Ben Carson, ex-secretário de Habitação no governo Trump, elogiou o estado da Louisiana, dominado pelos republicanos, por ser o primeiro a exigir que os Dez Mandamentos cristãos sejam exibidos em todas as salas de aula nas escolas públicas. “Vocês não estão felizes porque ontem o governador da Louisiana assinou a lei, colocou os Dez Mandamentos de volta nas escolas?”, afirmou, sob aplausos, antes de alertar a respeito de um projeto comunista de 60 anos para mudar os EUA, dominando escolas, igrejas e Hollywood e removendo Deus da praça pública.
Josh Hawley, senador republicano pelo Missouri, “denunciou” uma “agenda antirreligiosa radical” que assola o país.
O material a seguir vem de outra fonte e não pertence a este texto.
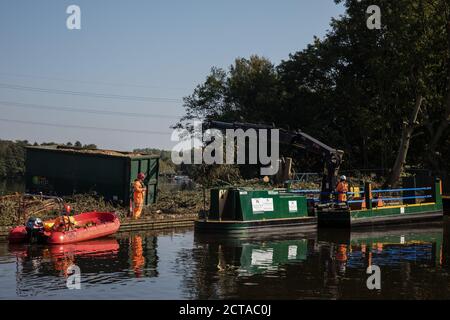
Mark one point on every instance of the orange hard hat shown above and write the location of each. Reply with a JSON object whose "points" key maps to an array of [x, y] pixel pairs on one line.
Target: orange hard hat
{"points": [[141, 176]]}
E disse: “Quem está dividindo a América é a esquerda radical, e é por isso que eu digo a vocês que não precisamos de menos influência cristã na nossa sociedade, não precisamos de menos testemunho cristão na nossa sociedade. Precisamos de mais em todas as partes do governo, em todas as partes da sociedade”. Diante dos gritos de aprovação do público, Hawley acrescentou: “Devemos tirar a bandeira do Orgulho das escolas e colocar a Bíblia de volta. Querem saber? Devemos retirar a bandeira trans de todos os edifícios federais e escrever sobre todos os edifícios federais da América as palavras ‘Em Deus confiamos’. Nós confiamos em Deus. Amém”.
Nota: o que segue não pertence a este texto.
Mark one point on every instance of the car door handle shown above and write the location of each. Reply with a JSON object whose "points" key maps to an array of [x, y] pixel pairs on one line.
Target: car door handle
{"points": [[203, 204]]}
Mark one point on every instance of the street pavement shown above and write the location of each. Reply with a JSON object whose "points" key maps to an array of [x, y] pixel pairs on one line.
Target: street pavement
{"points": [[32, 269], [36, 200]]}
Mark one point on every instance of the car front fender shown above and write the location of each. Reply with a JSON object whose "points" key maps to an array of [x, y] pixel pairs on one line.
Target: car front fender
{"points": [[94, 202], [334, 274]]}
A formulação de “uma eleição do Armagedom”, em que a própria verdade religiosa está em jogo, com a vitória a representar a providência divina e a derrota, uma catástrofe total, foi cristalizada por Monica Crowley, comentarista política de direita e ex-secretária-adjunta do Tesouro. Crowley descreveu as eleições como um “momento decisivo” comparável à revolução norte-americana, à Guerra Civil, à Segunda Guerra Mundial e aos ataques terroristas de 11 de setembro. Falou em uma “guerra” contra “o inimigo interno” que passou quase meio século “se infiltrando, minando e destruindo” os EUA com “filosofias ímpias”. Ela lamentou o fato de Hollywood não produzir mais “filmes patrióticos” como aqueles de John Wayne e, extraordinariamente, defendeu a caça às “bruxas comunistas” da década de 1950. “O senador Joe McCarthy estava certo, e tentou tocar o alarme na década de 1950 sobre a infiltração comunista em nosso governo e o mesmo estado profundo que agora persegue Donald Trump”, disse. “O mesmo estado profundo que removeu Richard Nixon, o mesmo estado profundo que perseguiu Ronald Reagan e qualquer outro que os enfrentasse. Esse estado profundo tornou-se muito insidioso e, na década de 1950, difamou e atacou Joe McCarthy por falar a verdade sobre o comunismo ímpio nos próprios corredores do nosso governo.”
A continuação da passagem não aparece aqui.